Home ›› 01 Feb 2023 ›› Editorial
The finance ministry at the meeting of the Fiscal Co-ordination Committee last month presented its projection of a quantum leap in the forex exchange reserves in the coming June. The month of January had been predicted as a potential game-changer by the high-ups of the government. But the month of January has gone by without any change in the economy of the country. Central currency reserves continued to dip making it difficult for businesspersons to cope with the situation.
As per the projection of the Finance Division of the Finance Ministry, the foreign exchange reserves would stand at $37.7 billion in the coming June which the leading economists of the country nullified instantly terming it as unrealistic. Zahid Hussain, a former lead economist of the World Bank’s Dhaka office told the media: “This is unrealistic. If the reserves have to increase to that extent the Balance of Payment (BoP) must be in surplus: the surplus in the financial account must overcome the deficit in the current account.”

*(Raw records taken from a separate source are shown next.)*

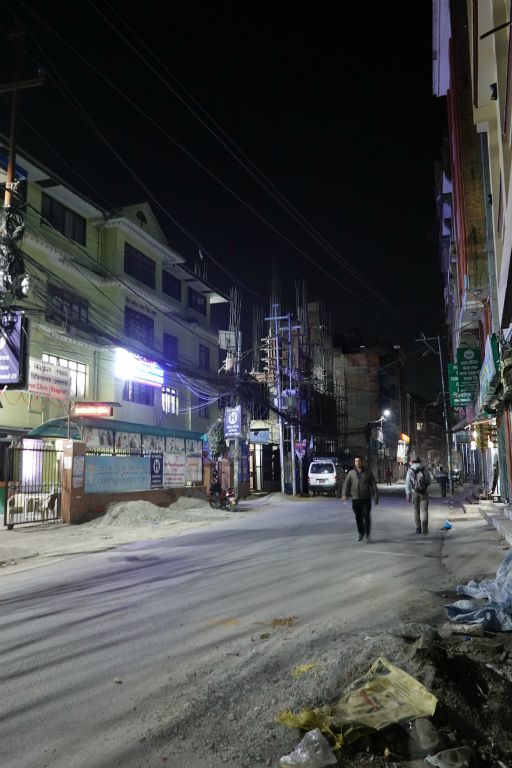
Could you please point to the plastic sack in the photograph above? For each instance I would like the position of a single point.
(383, 696)
(497, 614)
(312, 752)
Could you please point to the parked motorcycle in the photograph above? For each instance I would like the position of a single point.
(220, 498)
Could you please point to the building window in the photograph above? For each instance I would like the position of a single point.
(139, 266)
(170, 348)
(170, 400)
(201, 409)
(62, 219)
(171, 285)
(77, 373)
(196, 301)
(137, 392)
(62, 305)
(204, 358)
(138, 326)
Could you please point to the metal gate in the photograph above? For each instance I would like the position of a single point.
(33, 485)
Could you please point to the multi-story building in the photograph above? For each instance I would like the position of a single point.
(114, 316)
(472, 65)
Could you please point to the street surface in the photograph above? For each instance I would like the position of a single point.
(102, 649)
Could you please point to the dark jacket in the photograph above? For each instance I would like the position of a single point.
(360, 485)
(409, 478)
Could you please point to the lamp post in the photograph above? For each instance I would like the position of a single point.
(385, 415)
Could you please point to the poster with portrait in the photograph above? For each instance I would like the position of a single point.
(174, 470)
(153, 444)
(128, 441)
(194, 470)
(174, 444)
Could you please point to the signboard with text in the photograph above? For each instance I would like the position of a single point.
(468, 366)
(457, 398)
(12, 346)
(174, 470)
(48, 380)
(157, 469)
(233, 422)
(104, 474)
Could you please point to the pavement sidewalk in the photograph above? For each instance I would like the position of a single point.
(474, 545)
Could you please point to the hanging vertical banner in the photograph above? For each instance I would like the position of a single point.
(468, 365)
(12, 346)
(457, 397)
(233, 422)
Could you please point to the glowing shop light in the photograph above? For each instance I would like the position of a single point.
(92, 409)
(130, 367)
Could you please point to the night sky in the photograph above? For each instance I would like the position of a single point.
(315, 103)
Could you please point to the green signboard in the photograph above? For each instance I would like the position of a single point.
(468, 366)
(457, 397)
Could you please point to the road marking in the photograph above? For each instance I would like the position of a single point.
(391, 554)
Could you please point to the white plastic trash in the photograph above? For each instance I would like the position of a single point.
(314, 751)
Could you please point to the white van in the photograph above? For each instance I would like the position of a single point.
(325, 475)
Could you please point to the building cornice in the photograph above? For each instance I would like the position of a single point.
(124, 224)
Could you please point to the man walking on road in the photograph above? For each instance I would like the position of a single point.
(361, 486)
(442, 479)
(416, 490)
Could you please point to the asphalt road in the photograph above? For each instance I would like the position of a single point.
(89, 646)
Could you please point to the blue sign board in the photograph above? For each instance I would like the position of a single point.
(12, 368)
(157, 470)
(105, 474)
(233, 422)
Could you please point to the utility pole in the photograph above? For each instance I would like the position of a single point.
(291, 391)
(13, 280)
(445, 409)
(275, 318)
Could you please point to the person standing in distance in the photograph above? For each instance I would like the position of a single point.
(417, 481)
(361, 486)
(442, 479)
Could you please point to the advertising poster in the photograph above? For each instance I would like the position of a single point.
(194, 469)
(48, 380)
(174, 470)
(117, 473)
(11, 352)
(157, 468)
(153, 443)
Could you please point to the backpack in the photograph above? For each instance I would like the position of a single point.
(419, 480)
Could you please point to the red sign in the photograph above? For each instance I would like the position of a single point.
(92, 409)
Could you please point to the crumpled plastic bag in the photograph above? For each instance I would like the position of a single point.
(385, 695)
(459, 757)
(312, 752)
(496, 615)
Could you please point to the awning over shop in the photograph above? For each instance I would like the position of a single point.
(59, 428)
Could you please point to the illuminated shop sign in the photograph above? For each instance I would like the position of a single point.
(130, 367)
(92, 409)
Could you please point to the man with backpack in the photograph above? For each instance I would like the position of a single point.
(416, 490)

He stated that if both are in deficit at the moment; how the overall BoP will turn to surplus is not clear. The government projection of the increase in the foreign exchange reserves does not match the views and opinions of the renowned and leading economists in the country. The situation reminds us of the same overreaching message of the government two months before January. It is the same harping on the same topic without any visible change in the economic life of the people. We will go back to square one.
The other features and factors of the economy tell us the same story. Economist Ahsan H Mansur told the media that conglomerates had already lost Tk65, 000 crore because they have to buy the greenback at an exuberant price due to the volatility of the market. The economist said this at a roundtable discussion titled ‘Monetary Policy 2022-23’ organised by the Chartered Accountants (ICAB) in the capital. Even the central bank data shows that the taka has been devalued by 25 per cent due to the Ukraine-Russia war that began in February last year.
We hope that the projection of the government will come true. We also hope that the economy of the country will get back on the right track again.
We feel that the government needs to locate the loopholes that are weakening our economy and standing in the way of our development. A serious economic parley between the government and the various stakeholders and leading economists might come to a conclusion with some realistic and prudent measures to save the economy from collapse.
We don’t think our country will meet the fate of Sri Lanka. We have our dedicated workers sending remittances regularly to our country. We have a booming agricultural sector that is contributing to our economy every year, though marginalised people are most of the time deprived of their rights and finally we have also the garment sector that continues to be to a huge foreign exchange earner.
If we can tap all the potential of the country we will not have to look back. We need a comprehensive measure in every field where we have our potential and some realistic measures to keep the economy stable by swelling our forex reserves. There is no alternative. We have still time to march forward with whatever we have and realistic measures taken by the government are essential.